An executable Theory of Multi-Agent Systems Refinement

2011 
Complex applications such as incident management, social simulations, manufacturing applications, electronic auctions, e-institutions, and business to business applications are pervasive and important nowadays. Agent-oriented methodology is an advance in abstraction which can be used by software developers to naturally model and develop systems for such applications. In general, with respect to design methodologies, what it may be important to stress is that control structures should be added at later stages of design, in a natural top-down manner going from specifications to implementations, by refinement. Too much detail (be it for the sake of efficiency) in specifications often turns out to be harmful. To paraphrase D.E. Knuth, “Premature optimization is the root of all evil” (quoted in ‘The Unix Programming Environment’ by Kernighan and Pine, p. 91). The aim of this thesis is to adapt formal techniques to the agent-oriented methodology into an executable theory of refinement. The justification for doing so is to provide correct agent-based software by design. The underlying logical framework of the theory we propose is based on rewriting logic, thus the theory is executable in the same sense as rewriting logic is. The storyline is as follows. We first motivate and explain constituting elements of agent languages chosen to represent both abstract and concrete levels of design. We then propose a definition of refinement between agents written in such languages. This notion of refinement ensures that concrete agents are correct with respect to the abstract ones. The advantage of the definition is that it easily leads to formulating a proof technique for refinement via the classical notion of simulation. This makes it possible to effectively verify refinement by model-checking.

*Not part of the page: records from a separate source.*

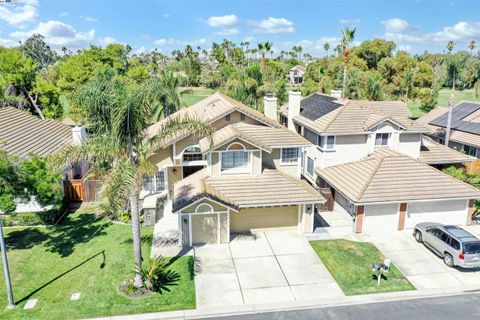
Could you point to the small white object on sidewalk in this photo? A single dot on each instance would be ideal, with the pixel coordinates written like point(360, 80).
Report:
point(75, 296)
point(30, 304)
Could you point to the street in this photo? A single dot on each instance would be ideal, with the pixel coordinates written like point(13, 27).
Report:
point(461, 307)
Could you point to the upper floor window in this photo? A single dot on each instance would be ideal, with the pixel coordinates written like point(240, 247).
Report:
point(327, 142)
point(154, 183)
point(290, 155)
point(310, 166)
point(381, 139)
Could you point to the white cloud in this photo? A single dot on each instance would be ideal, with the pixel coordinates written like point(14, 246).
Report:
point(20, 16)
point(395, 25)
point(273, 25)
point(58, 34)
point(107, 40)
point(223, 21)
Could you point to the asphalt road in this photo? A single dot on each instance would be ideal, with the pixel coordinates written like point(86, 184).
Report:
point(462, 307)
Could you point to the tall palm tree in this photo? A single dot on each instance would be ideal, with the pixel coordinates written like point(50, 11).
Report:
point(472, 45)
point(120, 146)
point(347, 38)
point(450, 46)
point(326, 47)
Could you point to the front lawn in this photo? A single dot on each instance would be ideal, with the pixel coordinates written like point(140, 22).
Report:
point(350, 265)
point(87, 255)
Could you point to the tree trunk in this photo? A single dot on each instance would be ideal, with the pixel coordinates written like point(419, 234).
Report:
point(137, 245)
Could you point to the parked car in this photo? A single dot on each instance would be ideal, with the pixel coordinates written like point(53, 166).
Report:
point(455, 245)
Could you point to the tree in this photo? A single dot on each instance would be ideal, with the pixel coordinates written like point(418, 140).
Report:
point(347, 38)
point(120, 146)
point(472, 45)
point(450, 46)
point(326, 47)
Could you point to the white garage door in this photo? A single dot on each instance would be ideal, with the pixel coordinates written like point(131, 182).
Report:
point(446, 212)
point(380, 218)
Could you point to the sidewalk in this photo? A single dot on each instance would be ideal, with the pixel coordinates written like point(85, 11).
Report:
point(289, 306)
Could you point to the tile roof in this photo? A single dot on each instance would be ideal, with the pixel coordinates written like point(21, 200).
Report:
point(264, 137)
point(388, 176)
point(209, 109)
point(271, 188)
point(22, 133)
point(434, 153)
point(325, 114)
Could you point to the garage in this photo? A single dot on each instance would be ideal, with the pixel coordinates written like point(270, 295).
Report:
point(382, 217)
point(446, 212)
point(250, 219)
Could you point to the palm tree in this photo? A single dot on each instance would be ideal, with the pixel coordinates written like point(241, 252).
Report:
point(326, 47)
point(450, 46)
point(347, 38)
point(472, 45)
point(120, 146)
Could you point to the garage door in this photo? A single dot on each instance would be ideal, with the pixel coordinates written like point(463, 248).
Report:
point(446, 212)
point(204, 228)
point(263, 218)
point(380, 218)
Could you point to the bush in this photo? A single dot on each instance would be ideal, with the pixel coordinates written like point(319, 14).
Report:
point(32, 218)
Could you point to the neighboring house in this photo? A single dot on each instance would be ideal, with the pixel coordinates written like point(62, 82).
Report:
point(295, 74)
point(23, 135)
point(246, 178)
point(388, 190)
point(345, 133)
point(465, 127)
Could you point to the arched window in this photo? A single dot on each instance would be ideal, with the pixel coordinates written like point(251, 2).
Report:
point(236, 157)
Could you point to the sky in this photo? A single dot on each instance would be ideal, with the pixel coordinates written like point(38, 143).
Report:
point(415, 25)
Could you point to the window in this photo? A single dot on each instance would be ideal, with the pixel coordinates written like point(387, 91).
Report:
point(310, 136)
point(154, 183)
point(381, 139)
point(290, 155)
point(471, 151)
point(327, 142)
point(234, 160)
point(310, 165)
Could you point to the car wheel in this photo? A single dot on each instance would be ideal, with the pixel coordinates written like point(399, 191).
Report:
point(448, 259)
point(418, 236)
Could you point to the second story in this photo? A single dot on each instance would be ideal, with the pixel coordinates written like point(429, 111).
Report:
point(344, 131)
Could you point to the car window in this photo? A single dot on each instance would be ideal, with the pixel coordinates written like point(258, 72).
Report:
point(471, 247)
point(454, 244)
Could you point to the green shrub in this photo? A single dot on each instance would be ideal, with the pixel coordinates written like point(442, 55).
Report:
point(33, 218)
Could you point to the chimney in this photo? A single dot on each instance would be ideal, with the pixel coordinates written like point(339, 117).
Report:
point(336, 93)
point(294, 98)
point(79, 135)
point(270, 107)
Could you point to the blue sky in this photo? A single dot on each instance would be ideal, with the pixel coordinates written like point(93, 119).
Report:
point(416, 25)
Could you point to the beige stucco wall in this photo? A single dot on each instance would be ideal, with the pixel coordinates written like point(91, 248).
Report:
point(410, 144)
point(273, 159)
point(250, 219)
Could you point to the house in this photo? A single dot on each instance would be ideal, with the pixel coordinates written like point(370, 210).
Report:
point(350, 134)
point(465, 127)
point(295, 74)
point(245, 178)
point(23, 135)
point(388, 190)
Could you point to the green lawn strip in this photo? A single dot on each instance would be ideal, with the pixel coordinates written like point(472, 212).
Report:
point(350, 265)
point(87, 255)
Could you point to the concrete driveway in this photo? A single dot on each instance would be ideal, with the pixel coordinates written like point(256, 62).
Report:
point(422, 267)
point(268, 267)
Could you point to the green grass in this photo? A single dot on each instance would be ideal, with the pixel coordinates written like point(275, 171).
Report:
point(87, 255)
point(443, 96)
point(350, 265)
point(198, 94)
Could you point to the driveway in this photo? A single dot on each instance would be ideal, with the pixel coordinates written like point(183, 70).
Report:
point(423, 268)
point(268, 267)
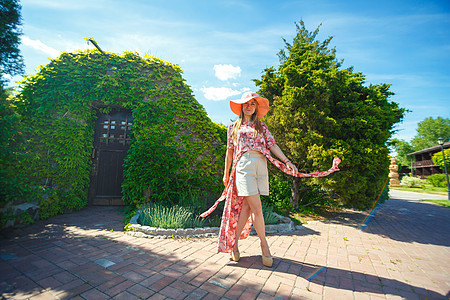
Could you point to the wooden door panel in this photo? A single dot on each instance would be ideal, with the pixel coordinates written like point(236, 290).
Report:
point(112, 138)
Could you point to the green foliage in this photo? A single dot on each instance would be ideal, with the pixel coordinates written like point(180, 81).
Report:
point(174, 144)
point(411, 181)
point(319, 111)
point(160, 216)
point(11, 61)
point(444, 203)
point(13, 157)
point(428, 132)
point(437, 180)
point(309, 194)
point(438, 159)
point(280, 193)
point(269, 217)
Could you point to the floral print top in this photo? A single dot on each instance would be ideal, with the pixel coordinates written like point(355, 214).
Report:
point(246, 141)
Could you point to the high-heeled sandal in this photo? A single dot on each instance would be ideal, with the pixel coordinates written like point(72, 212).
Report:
point(235, 255)
point(267, 261)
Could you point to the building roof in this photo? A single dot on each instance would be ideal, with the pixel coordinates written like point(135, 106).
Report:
point(431, 149)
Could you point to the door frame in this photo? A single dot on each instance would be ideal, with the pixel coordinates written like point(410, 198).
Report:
point(95, 160)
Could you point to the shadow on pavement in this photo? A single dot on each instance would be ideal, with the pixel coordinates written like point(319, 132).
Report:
point(404, 220)
point(341, 279)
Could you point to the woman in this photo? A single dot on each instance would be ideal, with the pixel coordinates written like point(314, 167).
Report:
point(249, 143)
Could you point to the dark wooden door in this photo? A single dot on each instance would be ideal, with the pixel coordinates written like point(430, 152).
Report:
point(112, 139)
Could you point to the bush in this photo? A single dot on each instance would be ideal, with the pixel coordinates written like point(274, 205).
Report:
point(160, 216)
point(437, 180)
point(280, 193)
point(412, 181)
point(269, 217)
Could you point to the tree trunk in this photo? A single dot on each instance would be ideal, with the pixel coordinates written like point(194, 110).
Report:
point(295, 192)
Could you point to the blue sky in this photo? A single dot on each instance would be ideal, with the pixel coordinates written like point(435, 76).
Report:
point(222, 45)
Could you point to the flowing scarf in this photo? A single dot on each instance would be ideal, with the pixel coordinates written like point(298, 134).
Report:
point(233, 203)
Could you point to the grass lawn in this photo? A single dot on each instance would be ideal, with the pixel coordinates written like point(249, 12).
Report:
point(425, 189)
point(445, 203)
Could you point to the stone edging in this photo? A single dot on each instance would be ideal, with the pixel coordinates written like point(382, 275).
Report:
point(139, 230)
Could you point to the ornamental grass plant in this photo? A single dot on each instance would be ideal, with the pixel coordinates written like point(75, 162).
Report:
point(161, 216)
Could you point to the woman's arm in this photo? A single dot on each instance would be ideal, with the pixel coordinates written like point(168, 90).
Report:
point(278, 153)
point(228, 162)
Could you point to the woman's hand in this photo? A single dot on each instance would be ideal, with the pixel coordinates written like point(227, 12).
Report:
point(291, 166)
point(226, 178)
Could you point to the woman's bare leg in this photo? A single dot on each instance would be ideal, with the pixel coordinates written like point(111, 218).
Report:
point(254, 202)
point(243, 217)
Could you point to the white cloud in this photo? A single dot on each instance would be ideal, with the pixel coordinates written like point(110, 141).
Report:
point(224, 72)
point(40, 46)
point(218, 94)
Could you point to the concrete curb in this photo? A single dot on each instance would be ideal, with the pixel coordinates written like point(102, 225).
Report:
point(138, 230)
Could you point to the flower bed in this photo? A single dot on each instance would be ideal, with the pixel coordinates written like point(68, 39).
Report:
point(136, 229)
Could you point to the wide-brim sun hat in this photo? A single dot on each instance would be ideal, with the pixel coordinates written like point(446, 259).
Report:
point(263, 104)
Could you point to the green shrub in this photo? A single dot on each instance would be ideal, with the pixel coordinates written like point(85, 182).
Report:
point(280, 193)
point(269, 217)
point(412, 181)
point(161, 216)
point(437, 180)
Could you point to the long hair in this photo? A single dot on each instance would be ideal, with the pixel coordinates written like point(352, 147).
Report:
point(254, 119)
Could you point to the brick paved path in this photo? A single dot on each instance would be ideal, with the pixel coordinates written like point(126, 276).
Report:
point(403, 253)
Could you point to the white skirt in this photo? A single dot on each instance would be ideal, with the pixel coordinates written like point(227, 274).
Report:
point(252, 177)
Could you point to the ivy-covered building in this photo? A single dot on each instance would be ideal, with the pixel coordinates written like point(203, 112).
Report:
point(109, 129)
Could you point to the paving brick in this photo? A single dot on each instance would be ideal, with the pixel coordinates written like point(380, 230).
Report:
point(140, 291)
point(400, 255)
point(94, 294)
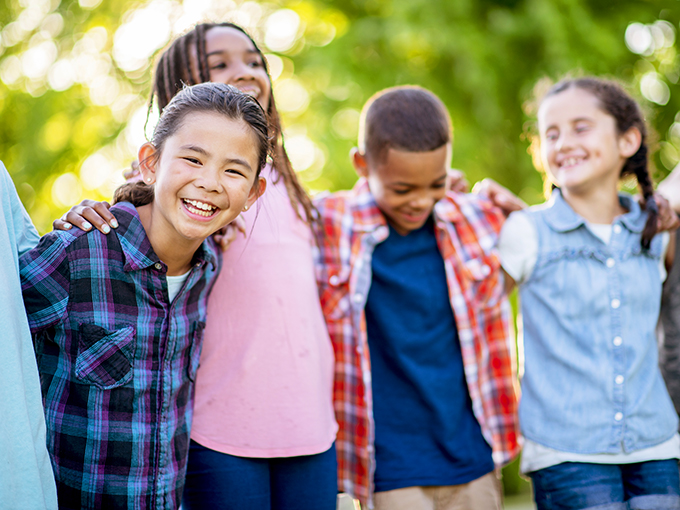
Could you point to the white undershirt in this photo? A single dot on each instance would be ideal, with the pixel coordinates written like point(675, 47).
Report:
point(175, 284)
point(518, 247)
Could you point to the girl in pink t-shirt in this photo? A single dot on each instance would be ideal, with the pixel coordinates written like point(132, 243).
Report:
point(264, 430)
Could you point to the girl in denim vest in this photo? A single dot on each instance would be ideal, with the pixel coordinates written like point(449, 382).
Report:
point(600, 428)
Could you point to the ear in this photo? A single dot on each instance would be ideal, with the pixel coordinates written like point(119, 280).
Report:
point(256, 192)
point(629, 142)
point(148, 162)
point(359, 162)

Additionally, we propose a weakest precondition calculus as a deductive method based on assertions which allow to prove correctness of infinite state agents. We generalise the refinement relation from single agents to multi-agent systems in order to ensure that concrete multi-agent systems refine their abstractions. We see multi-agent systems as collections of coordinated agents, and we consider coordination artefacts as being based either on actions or on normative rules. We integrate these two orthogonal coordination mechanisms within the same refinement theory extended to a timed framework. Finally, we discuss implementation aspects.